One major problem related to both IU and UI, that also arises when several test statistics are functions of the same data, is what to do with such a multiplicity of dependent partial tests. In this regard, a meaningful warning by Sen (2007) relating to UI says: “However, computational and distributional complexities may mar the simple appeal of the UI to a certain extent. (...) The crux of the problem is however to find the distribution theory for the maximum of these possibly correlated statistics. Unfortunately, this distribution depends on the unknown F, even under the null hypothesis. (...) An easy way to eliminate this impasse is to take recourse to the permutation distribution theory (...)”. The same warning applies to the IU.

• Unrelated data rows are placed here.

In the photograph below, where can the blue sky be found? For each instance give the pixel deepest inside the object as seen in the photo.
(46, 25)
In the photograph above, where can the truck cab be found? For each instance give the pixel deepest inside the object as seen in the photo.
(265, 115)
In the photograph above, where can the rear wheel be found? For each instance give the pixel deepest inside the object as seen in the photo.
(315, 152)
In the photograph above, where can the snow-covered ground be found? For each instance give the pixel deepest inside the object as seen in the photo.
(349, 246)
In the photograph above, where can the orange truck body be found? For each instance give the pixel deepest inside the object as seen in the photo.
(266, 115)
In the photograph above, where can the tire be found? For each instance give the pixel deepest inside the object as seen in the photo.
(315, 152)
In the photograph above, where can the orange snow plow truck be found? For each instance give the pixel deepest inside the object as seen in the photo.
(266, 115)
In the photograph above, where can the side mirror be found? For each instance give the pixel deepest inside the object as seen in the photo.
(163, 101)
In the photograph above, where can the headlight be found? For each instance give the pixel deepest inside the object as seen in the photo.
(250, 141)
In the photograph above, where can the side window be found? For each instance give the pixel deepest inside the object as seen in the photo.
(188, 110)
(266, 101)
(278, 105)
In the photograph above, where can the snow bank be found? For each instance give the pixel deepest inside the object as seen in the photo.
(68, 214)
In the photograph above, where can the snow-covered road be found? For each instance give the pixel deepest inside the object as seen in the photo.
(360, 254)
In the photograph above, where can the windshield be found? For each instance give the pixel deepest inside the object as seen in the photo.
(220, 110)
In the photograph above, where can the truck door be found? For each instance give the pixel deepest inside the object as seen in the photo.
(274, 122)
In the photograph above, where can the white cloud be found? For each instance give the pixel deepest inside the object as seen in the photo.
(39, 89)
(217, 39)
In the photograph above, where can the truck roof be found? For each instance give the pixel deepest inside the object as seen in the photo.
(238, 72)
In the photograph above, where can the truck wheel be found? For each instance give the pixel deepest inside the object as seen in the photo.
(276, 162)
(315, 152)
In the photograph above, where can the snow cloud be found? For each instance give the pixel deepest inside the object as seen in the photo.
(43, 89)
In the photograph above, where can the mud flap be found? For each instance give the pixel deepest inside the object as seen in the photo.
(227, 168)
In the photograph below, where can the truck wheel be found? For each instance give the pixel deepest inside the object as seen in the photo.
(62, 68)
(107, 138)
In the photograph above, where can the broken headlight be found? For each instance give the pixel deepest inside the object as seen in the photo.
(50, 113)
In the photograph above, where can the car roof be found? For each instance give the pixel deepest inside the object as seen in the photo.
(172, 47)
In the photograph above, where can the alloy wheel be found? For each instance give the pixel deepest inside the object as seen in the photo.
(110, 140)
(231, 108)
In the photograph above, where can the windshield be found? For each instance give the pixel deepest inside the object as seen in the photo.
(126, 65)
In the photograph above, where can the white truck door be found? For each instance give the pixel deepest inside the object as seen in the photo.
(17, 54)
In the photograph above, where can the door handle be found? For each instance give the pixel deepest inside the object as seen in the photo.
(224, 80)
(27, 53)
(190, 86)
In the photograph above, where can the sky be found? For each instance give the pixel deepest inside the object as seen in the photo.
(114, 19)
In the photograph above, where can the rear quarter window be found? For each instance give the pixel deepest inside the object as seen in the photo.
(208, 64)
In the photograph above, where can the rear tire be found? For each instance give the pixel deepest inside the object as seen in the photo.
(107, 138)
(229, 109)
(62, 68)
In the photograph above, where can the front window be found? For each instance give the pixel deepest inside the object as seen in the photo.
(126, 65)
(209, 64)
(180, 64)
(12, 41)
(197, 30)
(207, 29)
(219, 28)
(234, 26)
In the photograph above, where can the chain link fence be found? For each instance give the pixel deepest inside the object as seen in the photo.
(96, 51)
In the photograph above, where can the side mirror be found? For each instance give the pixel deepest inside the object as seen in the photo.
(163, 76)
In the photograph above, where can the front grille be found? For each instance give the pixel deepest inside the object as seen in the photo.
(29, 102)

We partially disagree with this warning. The greatest obstacle to achieving suitable working solutions is finding a general method to cope with the overly complex dependence structure of two partial tests \((T_{I},T_{S})\) for IU and \(({\tilde{T}}_{I},{\tilde{T}}_{S})\) for UI. They are negatively dependent and their dependence coefficients depend on underlying F,  data \({\mathbf {X}}\) and margins \((\varepsilon _{I},\varepsilon _{S})\). Indeed, such a dependence runs from correlation \(\rho =-1\), for margins \(\varepsilon _{I}=\varepsilon _{S}=0\), to almost practical independence for sufficiently large margins. Quite a general solution can be validly obtained when it is possible to deal with that dependence nonparametrically.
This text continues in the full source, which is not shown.